The State of Cybersecurity Under the Biden-Harris Administration

Not even 100 days into his presidency, President Biden has made clear his plans for beefing up national cybersecurity efforts. These plans begin with bringing back some familiar names to top-level positions.  For starters, Alejandro Mayorkas will lead the Department of Homeland Security. Mayorkas served as deputy DHS secretary during the Obama administration. During his tenure, he helped lead efforts to curb international cybersecurity threats, especially from China.

Avril Haines will serve as the Director of National Intelligence. Haines served as CIA deputy director during the Obama administration. Biden’s Secretary of State, Antony Blinken, served as deputy secretary of State from 2015 to 2017 and has been a long-time advisor to Biden. In addition, Biden chose Jake Sullivan for national security advisor. Sullivan served as deputy assistant to the president and has advised Biden on national security, among other roles.

Biden’s picks for top security roles reveal he is leaning heavily on those with experience in government. This already presents some contrast to former President Donald Trump’s appointees, who were largely considered outsiders.

That’s not to say Trump’s picks didn’t preside over some key developments in national cybersecurity.

In 2018, the Trump administration unveiled the Cybersecurity and Infrastructure Security Agency (CISA), a division of the Department of Homeland Security that provides cybersecurity leadership to the federal government and private sector.

The Trump administration also signed into law a handful of cybersecurity policies, including legislation that makes hacking voting systems a federal crime and an executive order to strengthen the cybersecurity of federal networks and critical infrastructure, among others.

Still, the Trump administration made some cybersecurity-related decisions that were heavily criticized.

The first notable example was eliminating the position of cybersecurity coordinator on the National Security Council in 2018 on the grounds that it was no longer necessary.

After the November 2020 election, the Trump administration faced bipartisan criticism when Trump fired Christopher Krebs, the head of the CISA, after he refuted Trump’s claims of widespread voter fraud in the presidential election.

And the Trump administration came under fire for initially refusing to sign off on the Biden transition, limiting the incoming administration’s access to widespread government information, much of which is critical to national security.

Given Biden’s choices, what can the world expect from the United States over the next four years on cybersecurity?

For one, a renewed focus on countering cyber threats from state actors by building on cybersecurity accomplishments initiated during the Trump years.

Biden has indicated that his administration is focusing on enhancing the country’s cybersecurity capabilities as nations such as China and Russia pose increasing cyber risks to the U.S.

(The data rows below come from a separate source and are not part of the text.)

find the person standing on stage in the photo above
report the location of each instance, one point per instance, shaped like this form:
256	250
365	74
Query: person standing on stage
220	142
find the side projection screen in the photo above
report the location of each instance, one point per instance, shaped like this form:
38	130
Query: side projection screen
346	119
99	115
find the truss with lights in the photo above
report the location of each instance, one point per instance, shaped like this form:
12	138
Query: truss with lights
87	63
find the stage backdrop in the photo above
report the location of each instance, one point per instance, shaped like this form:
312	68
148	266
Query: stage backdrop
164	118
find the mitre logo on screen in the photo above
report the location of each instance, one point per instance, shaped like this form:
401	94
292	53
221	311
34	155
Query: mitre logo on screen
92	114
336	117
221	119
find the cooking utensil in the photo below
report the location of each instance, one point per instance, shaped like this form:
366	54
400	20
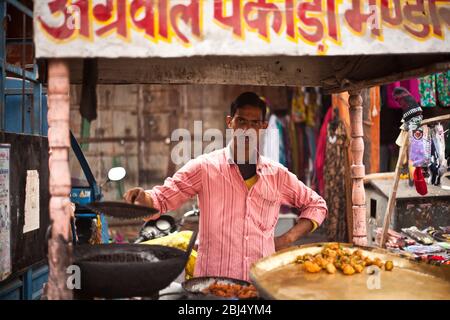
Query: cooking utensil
121	210
197	286
128	270
279	277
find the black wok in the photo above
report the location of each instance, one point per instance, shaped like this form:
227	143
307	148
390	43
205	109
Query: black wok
128	270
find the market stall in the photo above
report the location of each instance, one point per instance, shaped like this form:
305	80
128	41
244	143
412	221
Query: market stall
339	46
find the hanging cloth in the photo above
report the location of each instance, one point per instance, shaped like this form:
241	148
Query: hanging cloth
336	170
271	147
443	88
412	85
427	89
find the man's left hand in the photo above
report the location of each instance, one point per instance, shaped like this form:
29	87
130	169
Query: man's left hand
282	242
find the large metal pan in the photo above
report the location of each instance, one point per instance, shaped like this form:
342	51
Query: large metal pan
279	277
128	270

“We’ve elevated the status of cyber issues within our government,” Biden said in a recent speech. “We are launching an urgent initiative to improve our capability, readiness and resilience in cyberspace.”

In his speech, Biden referenced the widespread cyber attack on network management company SolarWinds last year during the Trump administration that the U.S. government alleges Russia was behind.

“I made it clear to President Putin, in a manner very different from my predecessor, that the days of the United States rolling over in the face of aggressive actions, interfering with our elections, cyberattacks, poisoning its citizens, are over,” Biden said. “We will not hesitate to raise the cost on Russia and defend our vital interests and our people.”

To double-down on his commitment to beefing up the nation’s cybersecurity infrastructure, Biden allocated more than $10 billion in cybersecurity-related funds in his $1.9 trillion COVID-19 stimulus recovery proposal.

Biden appears to be taking steps in the right direction toward meeting his commitment to the nation’s cybersecurity, and TalaTek believes these efforts should always be the expectation of the American people, regardless of who is president.

“Americans are facing new, rapidly evolving cyber threats heading into 2021,” said TalaTek founder and President Baan Alsinawi. “TalaTek believes the federal government should play a key role in spearheading national cybersecurity efforts that prioritize guidance on mitigating legitimate threats based on data and facts. Our security depends on it.”